Pourquoi ceux-là, et pas par exemple les 5 plus petits, ou
les 5 plus grands, ou les 5 plus blonds ? Cette remarque ne relevait
d’aucune méchanceté ou mauvaise intention (dans d’autres situations et d’autres
établissements scolaires, la volonté de discrimination était beaucoup plus
manifeste). Au contraire même d’une certaine bonne intention : leur
permettre quand même d’y aller, alors qu’ils n’avaient pas pu aller à d’autres
séances pour des raisons d’absence de sous-titrage.
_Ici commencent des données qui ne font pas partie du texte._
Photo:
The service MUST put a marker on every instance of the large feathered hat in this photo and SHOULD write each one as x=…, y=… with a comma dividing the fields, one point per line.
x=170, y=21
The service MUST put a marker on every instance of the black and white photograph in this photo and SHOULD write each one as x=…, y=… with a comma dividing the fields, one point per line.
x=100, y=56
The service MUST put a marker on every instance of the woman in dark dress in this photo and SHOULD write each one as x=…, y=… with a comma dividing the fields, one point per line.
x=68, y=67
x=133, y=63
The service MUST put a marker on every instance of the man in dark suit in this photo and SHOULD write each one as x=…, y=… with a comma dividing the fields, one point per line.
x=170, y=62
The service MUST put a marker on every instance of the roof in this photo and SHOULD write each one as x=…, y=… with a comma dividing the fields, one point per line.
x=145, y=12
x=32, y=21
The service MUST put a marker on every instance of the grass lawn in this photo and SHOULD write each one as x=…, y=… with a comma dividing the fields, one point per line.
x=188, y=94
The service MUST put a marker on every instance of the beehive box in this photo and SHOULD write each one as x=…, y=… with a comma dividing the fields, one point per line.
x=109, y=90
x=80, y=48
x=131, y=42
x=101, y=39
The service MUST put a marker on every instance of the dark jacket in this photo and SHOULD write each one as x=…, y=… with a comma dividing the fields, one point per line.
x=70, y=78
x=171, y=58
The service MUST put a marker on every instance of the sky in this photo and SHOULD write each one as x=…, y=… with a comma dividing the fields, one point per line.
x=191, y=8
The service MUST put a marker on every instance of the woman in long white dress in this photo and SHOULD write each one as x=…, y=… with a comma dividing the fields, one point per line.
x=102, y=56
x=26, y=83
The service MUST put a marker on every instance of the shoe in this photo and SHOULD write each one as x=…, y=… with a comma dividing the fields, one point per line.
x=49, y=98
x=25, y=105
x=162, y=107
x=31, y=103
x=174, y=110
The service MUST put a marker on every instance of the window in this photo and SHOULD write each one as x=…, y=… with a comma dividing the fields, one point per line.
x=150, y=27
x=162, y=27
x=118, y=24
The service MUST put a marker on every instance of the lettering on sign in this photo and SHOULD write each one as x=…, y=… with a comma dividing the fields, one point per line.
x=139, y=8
Mais le problème est un problème éthique et culturel. Ces
élèves, scolarisés « normalement » dans une classe de collège, sont
quand même « anormalement » des élèves, pour plusieurs raisons. Leur
accompagnement (présence permanente d’aide humaine) contribue à leur donner à
statut particulier (ce sont les seuls élèves qui ont un rapport indirect et
médiatisé avec leurs enseingants), davantage même que leur caractéristique
physique de déficience. Les professionnels de l’éducation nationale n’ont eu à
accueillir des tels élèves dans leurs classes que récemment au regard des
habitudes professionnelles, et ces élèves n’ont pas encore acquis totalement la
légitimité d’être dans leur classe.
Ce sont des élèves certes, mais des élèves spéciaux, dans la
classe mais quand même un peu sur le seuil. Et « naturellement »,
dans ce genre de situation, c’est plutôt à eux qu’on pense qu’aux plus
blonds ! Il s’agit d’une discrimination complètement involontaire, mais
d’une discrimination quand même.
PS : finalement, ils sont quand même allés à la séance,
et en car. Il a suffi que j’intervienne pour faire ces remarques pour que le
professionnel du collège se rende compte que le choix éthique qu’il avait fait
posait problème. Cheminer vers une école inclusive n’est pas toujours affaire
de moyens, mais parfois de posture éthique.